In 2024, Kushner and his wife Karlie Kloss's media company, Bedford Media, announced plans to revive Life magazine in an agreement with Dotdash Meredith, with the first print issue scheduled for early 2025. He joined the board of directors of A24 Films that year.

===Purchase of Los Angeles Lakers===
On August 12, 2026, it was reported that Kushner purchased the NBA team, the Los Angeles Lakers, along with Bob Iger for $12.5 billion. The businessmen were involved in expansion in Las Vegas, but pivoted to buy the Lakers from Mark Walter. The deal is the highest ever purchase price for a professional sports team, breaking the previous high of $10 billion set when Walter purchased the team in 2025.

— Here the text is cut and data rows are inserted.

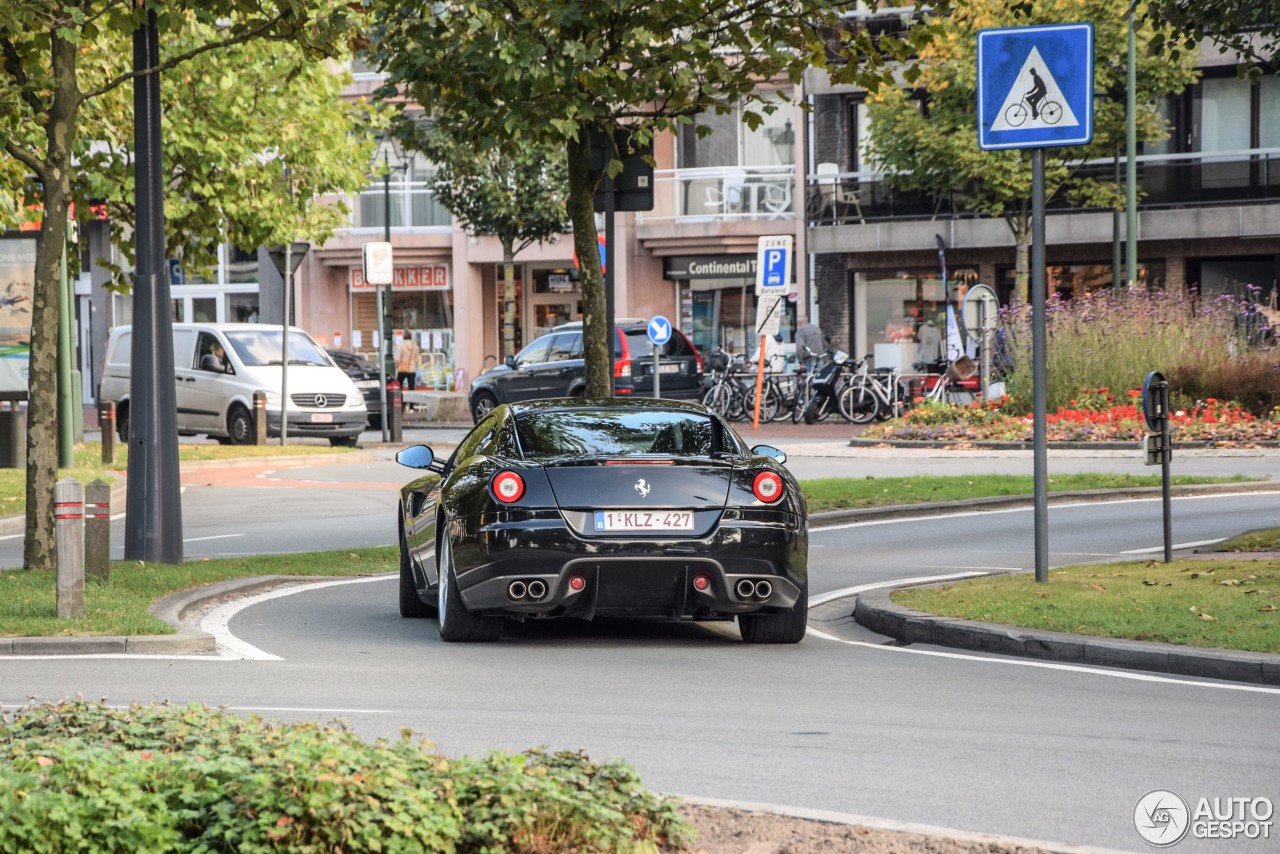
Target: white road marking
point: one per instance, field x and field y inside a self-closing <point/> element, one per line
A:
<point x="1174" y="547"/>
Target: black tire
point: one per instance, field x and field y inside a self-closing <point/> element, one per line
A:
<point x="411" y="604"/>
<point x="481" y="405"/>
<point x="457" y="624"/>
<point x="817" y="409"/>
<point x="240" y="425"/>
<point x="859" y="405"/>
<point x="781" y="628"/>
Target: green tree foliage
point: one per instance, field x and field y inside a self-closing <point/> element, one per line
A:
<point x="552" y="71"/>
<point x="516" y="195"/>
<point x="233" y="122"/>
<point x="50" y="71"/>
<point x="1248" y="27"/>
<point x="931" y="145"/>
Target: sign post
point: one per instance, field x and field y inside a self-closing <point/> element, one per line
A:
<point x="379" y="270"/>
<point x="1036" y="91"/>
<point x="659" y="333"/>
<point x="1157" y="447"/>
<point x="772" y="284"/>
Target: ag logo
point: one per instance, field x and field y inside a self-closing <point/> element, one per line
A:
<point x="1161" y="817"/>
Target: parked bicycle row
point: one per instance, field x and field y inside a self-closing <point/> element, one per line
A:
<point x="837" y="384"/>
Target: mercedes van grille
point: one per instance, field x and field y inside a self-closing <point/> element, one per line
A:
<point x="319" y="401"/>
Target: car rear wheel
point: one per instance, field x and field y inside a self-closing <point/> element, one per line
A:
<point x="411" y="606"/>
<point x="483" y="405"/>
<point x="456" y="621"/>
<point x="782" y="628"/>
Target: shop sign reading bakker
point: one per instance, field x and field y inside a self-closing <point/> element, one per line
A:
<point x="430" y="277"/>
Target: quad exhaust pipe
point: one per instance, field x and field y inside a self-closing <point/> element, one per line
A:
<point x="534" y="589"/>
<point x="753" y="589"/>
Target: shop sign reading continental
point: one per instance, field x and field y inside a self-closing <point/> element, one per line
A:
<point x="708" y="266"/>
<point x="430" y="277"/>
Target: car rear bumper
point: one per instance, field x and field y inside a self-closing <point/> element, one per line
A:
<point x="631" y="578"/>
<point x="343" y="424"/>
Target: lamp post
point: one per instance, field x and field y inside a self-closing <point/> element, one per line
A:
<point x="387" y="146"/>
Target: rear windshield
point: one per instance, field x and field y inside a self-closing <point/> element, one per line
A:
<point x="558" y="434"/>
<point x="640" y="346"/>
<point x="263" y="347"/>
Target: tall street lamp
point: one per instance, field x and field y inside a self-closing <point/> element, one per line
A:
<point x="388" y="149"/>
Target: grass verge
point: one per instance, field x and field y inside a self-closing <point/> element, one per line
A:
<point x="87" y="777"/>
<point x="28" y="602"/>
<point x="88" y="465"/>
<point x="837" y="493"/>
<point x="1230" y="603"/>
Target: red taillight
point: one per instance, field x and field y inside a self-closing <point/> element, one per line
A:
<point x="767" y="487"/>
<point x="508" y="487"/>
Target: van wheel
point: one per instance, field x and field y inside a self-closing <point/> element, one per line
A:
<point x="240" y="425"/>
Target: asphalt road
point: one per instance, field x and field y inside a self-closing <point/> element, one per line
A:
<point x="842" y="721"/>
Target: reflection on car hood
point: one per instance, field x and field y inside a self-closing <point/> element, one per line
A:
<point x="602" y="487"/>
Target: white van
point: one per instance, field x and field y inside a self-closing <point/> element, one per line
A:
<point x="219" y="366"/>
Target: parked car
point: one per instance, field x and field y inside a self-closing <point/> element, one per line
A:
<point x="219" y="366"/>
<point x="585" y="508"/>
<point x="364" y="374"/>
<point x="553" y="366"/>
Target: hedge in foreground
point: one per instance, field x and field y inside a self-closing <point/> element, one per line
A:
<point x="81" y="776"/>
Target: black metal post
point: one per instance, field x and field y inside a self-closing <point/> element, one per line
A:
<point x="1040" y="433"/>
<point x="152" y="526"/>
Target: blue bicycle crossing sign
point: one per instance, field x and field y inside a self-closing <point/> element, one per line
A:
<point x="659" y="329"/>
<point x="1036" y="86"/>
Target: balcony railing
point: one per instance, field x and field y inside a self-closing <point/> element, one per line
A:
<point x="1164" y="181"/>
<point x="723" y="193"/>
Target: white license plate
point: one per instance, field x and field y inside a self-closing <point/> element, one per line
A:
<point x="644" y="520"/>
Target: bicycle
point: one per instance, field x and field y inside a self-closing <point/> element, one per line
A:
<point x="1050" y="112"/>
<point x="872" y="394"/>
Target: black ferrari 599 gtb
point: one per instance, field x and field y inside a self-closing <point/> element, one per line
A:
<point x="624" y="508"/>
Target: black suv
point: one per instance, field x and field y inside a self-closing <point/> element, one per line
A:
<point x="553" y="366"/>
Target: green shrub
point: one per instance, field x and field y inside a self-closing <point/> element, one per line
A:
<point x="1114" y="338"/>
<point x="190" y="779"/>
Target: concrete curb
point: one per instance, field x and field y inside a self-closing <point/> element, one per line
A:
<point x="983" y="444"/>
<point x="877" y="612"/>
<point x="1005" y="502"/>
<point x="932" y="831"/>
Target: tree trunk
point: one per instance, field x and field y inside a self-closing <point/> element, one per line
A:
<point x="508" y="297"/>
<point x="1022" y="225"/>
<point x="42" y="386"/>
<point x="597" y="341"/>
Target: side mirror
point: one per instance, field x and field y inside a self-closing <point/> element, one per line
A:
<point x="416" y="456"/>
<point x="769" y="451"/>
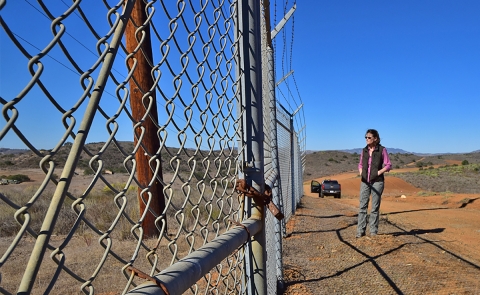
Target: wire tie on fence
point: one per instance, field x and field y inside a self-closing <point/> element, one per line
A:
<point x="244" y="227"/>
<point x="143" y="275"/>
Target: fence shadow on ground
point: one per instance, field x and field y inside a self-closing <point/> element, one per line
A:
<point x="345" y="239"/>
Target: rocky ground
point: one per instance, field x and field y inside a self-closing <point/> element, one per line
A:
<point x="426" y="245"/>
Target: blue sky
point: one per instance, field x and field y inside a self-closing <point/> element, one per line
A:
<point x="410" y="69"/>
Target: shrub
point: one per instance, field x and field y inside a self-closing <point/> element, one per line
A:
<point x="18" y="177"/>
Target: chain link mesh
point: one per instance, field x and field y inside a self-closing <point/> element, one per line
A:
<point x="70" y="106"/>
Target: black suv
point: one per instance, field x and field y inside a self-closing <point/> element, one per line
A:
<point x="315" y="186"/>
<point x="330" y="187"/>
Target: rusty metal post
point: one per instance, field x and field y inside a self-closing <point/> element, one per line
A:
<point x="142" y="98"/>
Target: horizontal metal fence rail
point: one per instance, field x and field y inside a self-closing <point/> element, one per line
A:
<point x="133" y="115"/>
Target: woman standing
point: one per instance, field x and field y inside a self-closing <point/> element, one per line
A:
<point x="374" y="162"/>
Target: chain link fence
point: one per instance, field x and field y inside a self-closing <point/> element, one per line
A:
<point x="134" y="122"/>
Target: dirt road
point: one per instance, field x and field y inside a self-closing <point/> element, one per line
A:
<point x="426" y="245"/>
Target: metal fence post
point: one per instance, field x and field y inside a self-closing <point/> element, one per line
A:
<point x="58" y="197"/>
<point x="252" y="120"/>
<point x="142" y="98"/>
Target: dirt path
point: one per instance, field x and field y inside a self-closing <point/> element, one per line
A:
<point x="427" y="245"/>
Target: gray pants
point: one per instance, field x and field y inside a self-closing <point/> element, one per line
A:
<point x="376" y="190"/>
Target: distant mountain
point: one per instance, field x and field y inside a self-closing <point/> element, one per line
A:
<point x="390" y="150"/>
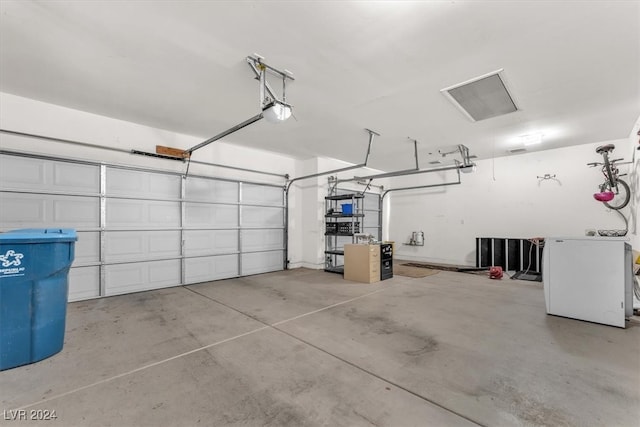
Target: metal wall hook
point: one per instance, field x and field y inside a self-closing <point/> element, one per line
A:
<point x="547" y="176"/>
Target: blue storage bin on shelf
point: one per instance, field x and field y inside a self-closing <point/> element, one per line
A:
<point x="347" y="208"/>
<point x="34" y="267"/>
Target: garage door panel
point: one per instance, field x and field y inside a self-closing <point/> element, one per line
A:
<point x="76" y="177"/>
<point x="36" y="174"/>
<point x="84" y="283"/>
<point x="259" y="240"/>
<point x="141" y="276"/>
<point x="254" y="216"/>
<point x="210" y="216"/>
<point x="145" y="233"/>
<point x="211" y="190"/>
<point x="75" y="211"/>
<point x="205" y="269"/>
<point x="210" y="242"/>
<point x="43" y="210"/>
<point x="140" y="245"/>
<point x="262" y="195"/>
<point x="142" y="213"/>
<point x="122" y="182"/>
<point x="87" y="248"/>
<point x="262" y="262"/>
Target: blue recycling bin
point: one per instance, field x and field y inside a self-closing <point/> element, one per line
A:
<point x="34" y="268"/>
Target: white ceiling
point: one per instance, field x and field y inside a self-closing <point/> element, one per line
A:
<point x="573" y="68"/>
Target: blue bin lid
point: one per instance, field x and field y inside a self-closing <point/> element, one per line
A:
<point x="39" y="235"/>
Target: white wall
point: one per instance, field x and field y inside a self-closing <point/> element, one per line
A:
<point x="503" y="198"/>
<point x="634" y="182"/>
<point x="310" y="193"/>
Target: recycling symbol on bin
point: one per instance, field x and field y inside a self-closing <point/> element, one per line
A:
<point x="11" y="258"/>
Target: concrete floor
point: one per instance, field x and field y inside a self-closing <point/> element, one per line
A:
<point x="305" y="347"/>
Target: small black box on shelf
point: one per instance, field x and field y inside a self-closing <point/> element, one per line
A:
<point x="345" y="227"/>
<point x="331" y="227"/>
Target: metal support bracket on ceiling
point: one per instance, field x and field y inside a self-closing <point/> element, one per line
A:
<point x="417" y="187"/>
<point x="273" y="108"/>
<point x="465" y="165"/>
<point x="361" y="165"/>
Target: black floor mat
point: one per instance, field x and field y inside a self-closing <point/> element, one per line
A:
<point x="531" y="275"/>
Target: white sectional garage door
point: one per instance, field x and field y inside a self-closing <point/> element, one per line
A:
<point x="141" y="229"/>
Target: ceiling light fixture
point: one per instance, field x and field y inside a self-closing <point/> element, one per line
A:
<point x="530" y="139"/>
<point x="276" y="112"/>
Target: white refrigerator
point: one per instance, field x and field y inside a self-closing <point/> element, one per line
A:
<point x="588" y="278"/>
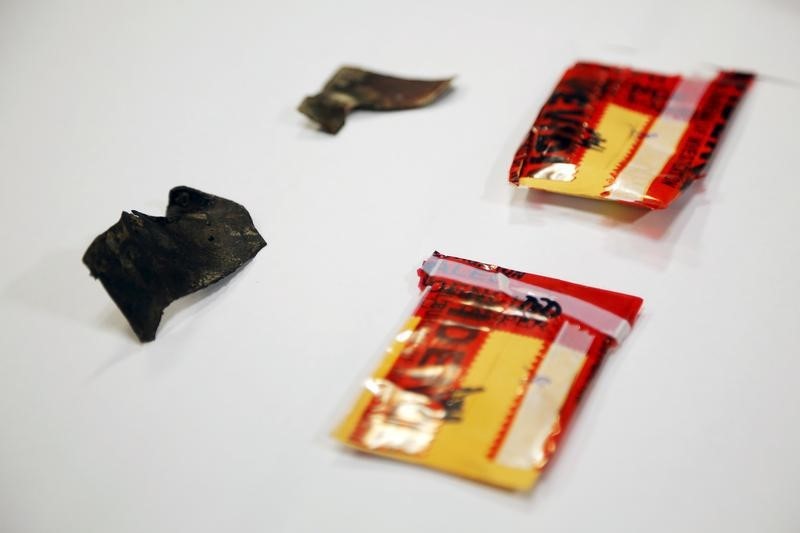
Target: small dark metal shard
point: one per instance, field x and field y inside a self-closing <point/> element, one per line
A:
<point x="352" y="88"/>
<point x="146" y="262"/>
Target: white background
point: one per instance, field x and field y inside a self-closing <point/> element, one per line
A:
<point x="221" y="424"/>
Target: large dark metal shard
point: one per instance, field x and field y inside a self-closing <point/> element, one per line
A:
<point x="352" y="88"/>
<point x="146" y="262"/>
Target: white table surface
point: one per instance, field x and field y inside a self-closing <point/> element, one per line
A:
<point x="221" y="424"/>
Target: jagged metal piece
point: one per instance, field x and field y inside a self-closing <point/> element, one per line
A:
<point x="146" y="262"/>
<point x="353" y="88"/>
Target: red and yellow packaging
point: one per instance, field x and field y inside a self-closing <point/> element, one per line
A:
<point x="624" y="135"/>
<point x="485" y="375"/>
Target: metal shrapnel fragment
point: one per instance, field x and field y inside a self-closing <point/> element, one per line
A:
<point x="352" y="88"/>
<point x="146" y="262"/>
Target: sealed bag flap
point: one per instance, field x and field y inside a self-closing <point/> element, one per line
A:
<point x="485" y="375"/>
<point x="625" y="135"/>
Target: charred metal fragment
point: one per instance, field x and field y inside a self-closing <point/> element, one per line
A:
<point x="146" y="262"/>
<point x="353" y="88"/>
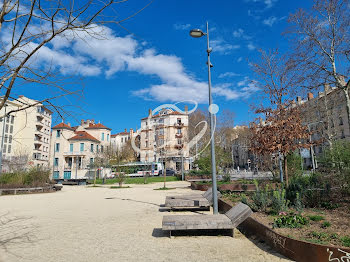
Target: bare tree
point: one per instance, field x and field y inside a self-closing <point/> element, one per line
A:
<point x="282" y="131"/>
<point x="321" y="38"/>
<point x="27" y="27"/>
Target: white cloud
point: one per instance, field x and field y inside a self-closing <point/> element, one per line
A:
<point x="228" y="74"/>
<point x="251" y="46"/>
<point x="270" y="21"/>
<point x="182" y="26"/>
<point x="223" y="47"/>
<point x="239" y="33"/>
<point x="268" y="3"/>
<point x="102" y="52"/>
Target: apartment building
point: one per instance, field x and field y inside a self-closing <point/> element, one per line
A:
<point x="164" y="138"/>
<point x="74" y="149"/>
<point x="326" y="117"/>
<point x="25" y="133"/>
<point x="120" y="139"/>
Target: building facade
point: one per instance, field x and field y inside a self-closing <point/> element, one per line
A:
<point x="120" y="139"/>
<point x="25" y="134"/>
<point x="74" y="149"/>
<point x="164" y="138"/>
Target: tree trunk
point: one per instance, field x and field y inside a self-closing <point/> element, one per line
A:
<point x="285" y="169"/>
<point x="346" y="93"/>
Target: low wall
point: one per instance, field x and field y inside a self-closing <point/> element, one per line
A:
<point x="225" y="187"/>
<point x="294" y="249"/>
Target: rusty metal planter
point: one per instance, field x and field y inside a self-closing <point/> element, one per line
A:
<point x="294" y="249"/>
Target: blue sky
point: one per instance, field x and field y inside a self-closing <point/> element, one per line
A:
<point x="125" y="75"/>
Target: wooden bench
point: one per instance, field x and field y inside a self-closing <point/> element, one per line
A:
<point x="228" y="221"/>
<point x="191" y="201"/>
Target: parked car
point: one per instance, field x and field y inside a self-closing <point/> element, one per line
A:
<point x="169" y="172"/>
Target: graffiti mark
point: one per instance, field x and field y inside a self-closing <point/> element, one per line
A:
<point x="277" y="239"/>
<point x="345" y="258"/>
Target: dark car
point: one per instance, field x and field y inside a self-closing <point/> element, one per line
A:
<point x="169" y="172"/>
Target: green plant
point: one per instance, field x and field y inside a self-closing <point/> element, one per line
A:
<point x="290" y="220"/>
<point x="326" y="224"/>
<point x="345" y="241"/>
<point x="279" y="201"/>
<point x="316" y="218"/>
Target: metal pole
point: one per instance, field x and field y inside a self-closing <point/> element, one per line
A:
<point x="280" y="164"/>
<point x="182" y="167"/>
<point x="212" y="144"/>
<point x="2" y="139"/>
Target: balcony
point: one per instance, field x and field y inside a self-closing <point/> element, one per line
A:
<point x="178" y="135"/>
<point x="179" y="125"/>
<point x="179" y="146"/>
<point x="76" y="153"/>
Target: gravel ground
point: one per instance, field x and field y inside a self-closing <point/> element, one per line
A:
<point x="102" y="224"/>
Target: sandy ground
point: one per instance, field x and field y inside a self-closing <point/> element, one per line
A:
<point x="103" y="224"/>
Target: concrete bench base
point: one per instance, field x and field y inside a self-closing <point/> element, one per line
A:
<point x="229" y="220"/>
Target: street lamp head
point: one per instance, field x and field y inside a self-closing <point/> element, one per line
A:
<point x="196" y="33"/>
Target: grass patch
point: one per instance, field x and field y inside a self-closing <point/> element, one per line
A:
<point x="137" y="180"/>
<point x="163" y="188"/>
<point x="117" y="187"/>
<point x="316" y="218"/>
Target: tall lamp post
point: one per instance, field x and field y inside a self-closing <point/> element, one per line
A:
<point x="196" y="33"/>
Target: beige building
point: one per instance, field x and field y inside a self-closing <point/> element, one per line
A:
<point x="25" y="133"/>
<point x="120" y="139"/>
<point x="326" y="117"/>
<point x="74" y="149"/>
<point x="164" y="138"/>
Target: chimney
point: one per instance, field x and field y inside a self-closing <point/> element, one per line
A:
<point x="310" y="96"/>
<point x="327" y="88"/>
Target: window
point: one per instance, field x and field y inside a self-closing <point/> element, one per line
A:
<point x="341" y="121"/>
<point x="57" y="147"/>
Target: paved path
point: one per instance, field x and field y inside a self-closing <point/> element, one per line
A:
<point x="103" y="224"/>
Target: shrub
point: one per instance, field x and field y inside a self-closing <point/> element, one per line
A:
<point x="326" y="224"/>
<point x="279" y="201"/>
<point x="290" y="220"/>
<point x="316" y="218"/>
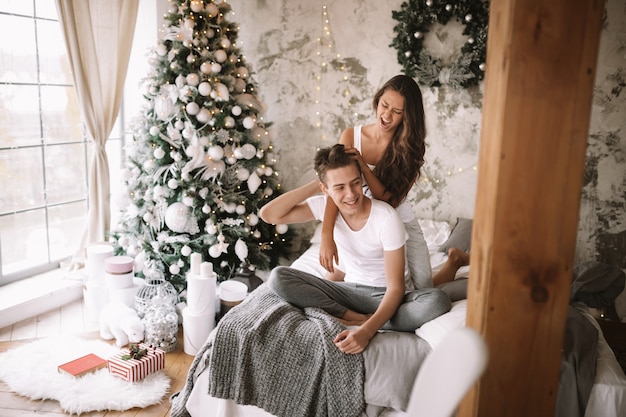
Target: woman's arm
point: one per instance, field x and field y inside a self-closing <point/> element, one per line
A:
<point x="378" y="189"/>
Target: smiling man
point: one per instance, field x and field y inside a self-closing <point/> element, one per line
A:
<point x="370" y="294"/>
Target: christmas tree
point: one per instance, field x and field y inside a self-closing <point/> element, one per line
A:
<point x="200" y="164"/>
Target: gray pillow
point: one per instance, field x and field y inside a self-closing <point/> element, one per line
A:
<point x="460" y="237"/>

In a statement, Kushner and Iger stated, "As lifelong NBA fans, we are deeply honored for the opportunity to become stewards of the Los Angeles Lakers, one of the most iconic sports franchises in the world. We have immense respect for the leadership and vision of Jerry and Jeanie Buss. Our long-term commitment is to build on that foundation, compete at the highest level, and serve this extraordinary team, its fans, and the city of Los Angeles."

==Personal life==
Kushner married model Karlie Kloss in 2018. They have two sons, born in March 2021 and July 2023, and a daughter, born in September 2025.

In December 2020, the couple purchased a home in Miami Beach, Florida, for US$23.5 million. They also bought a 7200 sqft penthouse in the Puck Building in Manhattan for $35 million in 2021, and paid $29.5 million for the Wave House in Malibu, California, in August 2024.

Kushner was included in a 2024 Washington Post article about a WhatsApp group chat from October 2023 through early May that year where some American business leaders discussed "chang[ing] the narrative" in favor of Israel by conveying “the atrocities committed by Hamas ... to all Americans,” following Hamas's October 7th terror attack on Israel, and also privately urged then New York City mayor Eric Adams and Columbia University officials to send police to disperse the Gaza Solidarity Encampment at the university. However, a spokesperson for Kushner stated that "Josh has not participated in [the group chat]."